“And your plan is…?” Russia asks Sweden

by philapilus

‘Ah, um, ohh…yeah that’s…that’s quite…Jesus it’s a biggy…Um, you know what? Actually, you can sail anywhere you like! Who cares about stuffy old nonsense like territorial waters? Not us!’ said Sweden

As the Swedish armed forces continue to search for what they claim is a Russian submarine in the waters near Stockholm, Russia has asked Sweden exactly what it is planning to do about it anyway.

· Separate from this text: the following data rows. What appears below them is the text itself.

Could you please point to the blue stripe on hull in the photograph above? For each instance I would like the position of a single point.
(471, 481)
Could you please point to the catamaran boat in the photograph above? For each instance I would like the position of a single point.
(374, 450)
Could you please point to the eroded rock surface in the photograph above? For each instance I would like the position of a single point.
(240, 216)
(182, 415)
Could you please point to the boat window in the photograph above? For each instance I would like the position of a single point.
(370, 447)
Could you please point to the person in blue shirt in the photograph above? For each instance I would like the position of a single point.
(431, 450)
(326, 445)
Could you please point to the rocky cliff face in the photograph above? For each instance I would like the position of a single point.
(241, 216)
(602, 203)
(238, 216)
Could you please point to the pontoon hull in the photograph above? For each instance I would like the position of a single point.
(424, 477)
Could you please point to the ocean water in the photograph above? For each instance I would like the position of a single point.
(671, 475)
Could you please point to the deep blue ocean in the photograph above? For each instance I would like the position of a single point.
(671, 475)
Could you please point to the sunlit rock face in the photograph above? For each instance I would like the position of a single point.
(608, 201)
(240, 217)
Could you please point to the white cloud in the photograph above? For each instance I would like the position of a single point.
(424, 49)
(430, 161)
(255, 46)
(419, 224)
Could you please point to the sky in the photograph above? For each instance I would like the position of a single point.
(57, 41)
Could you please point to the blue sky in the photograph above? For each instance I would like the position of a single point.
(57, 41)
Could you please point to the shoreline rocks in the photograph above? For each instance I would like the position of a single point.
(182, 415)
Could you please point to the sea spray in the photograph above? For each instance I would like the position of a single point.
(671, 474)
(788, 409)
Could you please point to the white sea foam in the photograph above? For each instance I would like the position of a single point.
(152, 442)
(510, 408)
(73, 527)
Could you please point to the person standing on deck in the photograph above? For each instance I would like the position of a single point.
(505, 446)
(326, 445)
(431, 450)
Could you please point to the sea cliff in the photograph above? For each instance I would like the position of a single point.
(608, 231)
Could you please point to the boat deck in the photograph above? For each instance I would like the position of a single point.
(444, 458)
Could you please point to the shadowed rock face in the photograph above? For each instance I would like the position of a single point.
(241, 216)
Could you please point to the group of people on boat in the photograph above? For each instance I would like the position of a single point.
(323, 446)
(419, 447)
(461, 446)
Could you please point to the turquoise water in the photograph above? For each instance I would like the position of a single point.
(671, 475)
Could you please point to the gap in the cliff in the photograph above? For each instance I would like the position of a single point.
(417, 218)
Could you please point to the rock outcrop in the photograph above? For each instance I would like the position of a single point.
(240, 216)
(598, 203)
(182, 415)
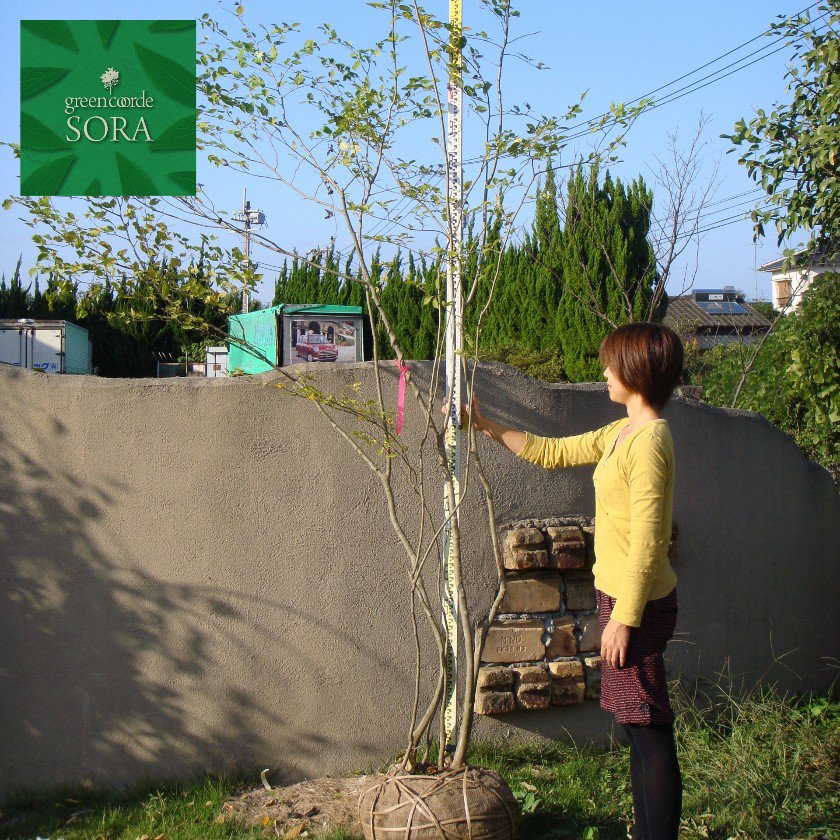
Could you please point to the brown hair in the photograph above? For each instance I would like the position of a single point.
(647, 359)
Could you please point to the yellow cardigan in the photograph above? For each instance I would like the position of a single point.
(634, 492)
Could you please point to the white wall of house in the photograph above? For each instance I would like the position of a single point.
(789, 286)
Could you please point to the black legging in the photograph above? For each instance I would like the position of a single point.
(656, 781)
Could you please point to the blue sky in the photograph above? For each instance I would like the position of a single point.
(616, 50)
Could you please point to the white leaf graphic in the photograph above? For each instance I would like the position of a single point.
(110, 78)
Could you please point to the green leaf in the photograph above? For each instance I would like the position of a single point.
(106, 29)
(170, 78)
(185, 180)
(35, 136)
(36, 79)
(47, 180)
(54, 31)
(170, 25)
(180, 136)
(133, 179)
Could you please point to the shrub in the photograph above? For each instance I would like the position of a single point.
(795, 379)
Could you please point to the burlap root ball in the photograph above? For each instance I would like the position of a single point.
(471, 803)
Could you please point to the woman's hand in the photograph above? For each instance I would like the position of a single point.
(614, 641)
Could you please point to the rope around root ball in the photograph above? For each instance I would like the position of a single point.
(399, 799)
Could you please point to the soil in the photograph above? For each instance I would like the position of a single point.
(302, 809)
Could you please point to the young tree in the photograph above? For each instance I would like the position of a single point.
(337, 125)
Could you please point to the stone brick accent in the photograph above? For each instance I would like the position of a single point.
(589, 539)
(562, 642)
(548, 570)
(580, 590)
(494, 678)
(524, 548)
(564, 669)
(512, 640)
(592, 674)
(566, 546)
(533, 687)
(590, 637)
(494, 702)
(521, 559)
(567, 682)
(531, 592)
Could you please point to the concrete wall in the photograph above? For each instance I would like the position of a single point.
(198, 573)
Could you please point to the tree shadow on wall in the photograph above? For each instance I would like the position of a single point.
(104, 665)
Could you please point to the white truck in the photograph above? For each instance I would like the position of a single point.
(51, 346)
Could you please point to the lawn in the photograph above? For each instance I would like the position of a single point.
(762, 766)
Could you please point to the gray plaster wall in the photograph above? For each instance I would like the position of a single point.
(200, 574)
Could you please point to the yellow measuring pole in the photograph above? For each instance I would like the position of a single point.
(454, 344)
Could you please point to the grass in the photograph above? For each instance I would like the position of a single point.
(765, 765)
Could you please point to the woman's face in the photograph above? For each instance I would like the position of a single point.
(617, 391)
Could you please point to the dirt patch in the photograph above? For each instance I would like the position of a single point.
(302, 809)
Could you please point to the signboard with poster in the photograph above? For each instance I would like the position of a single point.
(315, 337)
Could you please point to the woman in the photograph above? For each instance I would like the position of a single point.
(635, 584)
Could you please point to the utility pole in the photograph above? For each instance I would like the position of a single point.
(248, 217)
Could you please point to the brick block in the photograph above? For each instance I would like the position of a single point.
(566, 547)
(520, 559)
(494, 702)
(533, 688)
(494, 678)
(590, 637)
(531, 592)
(564, 669)
(562, 642)
(531, 675)
(524, 538)
(567, 692)
(530, 700)
(592, 676)
(514, 640)
(589, 539)
(524, 548)
(580, 590)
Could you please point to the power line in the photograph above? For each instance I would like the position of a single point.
(692, 87)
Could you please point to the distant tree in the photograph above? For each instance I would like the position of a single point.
(792, 151)
(607, 264)
(795, 380)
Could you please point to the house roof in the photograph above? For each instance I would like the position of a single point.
(799, 258)
(685, 315)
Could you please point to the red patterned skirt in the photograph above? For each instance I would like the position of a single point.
(638, 692)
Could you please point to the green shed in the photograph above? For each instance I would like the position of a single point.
(286, 334)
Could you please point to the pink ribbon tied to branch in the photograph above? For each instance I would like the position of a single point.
(401, 396)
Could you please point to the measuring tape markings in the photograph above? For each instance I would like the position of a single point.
(454, 343)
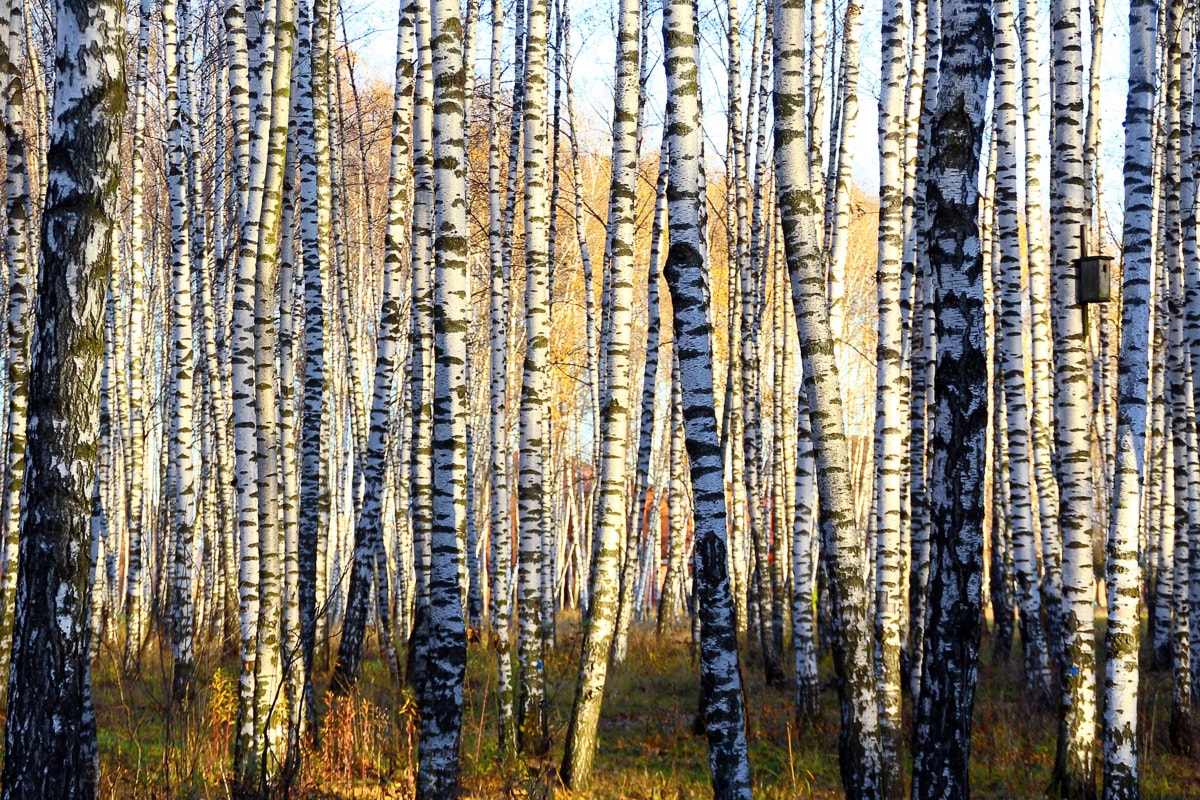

Russian Foreign Minister, Ivan Everhaditov, said “Let’s say, hypothetically, that one of our subs is in your territorial waters.

“In fact, let’s say, hypothetically, it surfaces, and the crew comes out on deck, pull down their pants and collectively moon you, exactly what the shitting fuck, pardon my French, are you going to do about it?”

Russia also suggested to Sweden that it might be worth Googling ‘biggest military forces in the world’, and offered to lend them a big folder of recent press-clippings about Ukraine.

A Swedish military source said “Um, well, I suppose that’s… Well, maybe he’s got a point there.

“You know what though? I’ve actually just had a bit of a think about this, and I reckon it probably isn’t a Russian sub at all. In fact, none of us do. We’re pretty sure it is actually the Loch Ness monster, testing our naval defences. Bloody Nessie.

“Damn you Scotland!”

The Swedish government subsequently announced that if it does turn out that a Russian submarine has strayed into Swedish territorial waters, they would be more than happy to send out a boat full of complementary sandwiches, cake and vodka, and pick up any dry cleaning the sailors needed doing.

A Russian spokesman said “You see? President Putin’s penis is very big, and not tiny and hard to find at all.”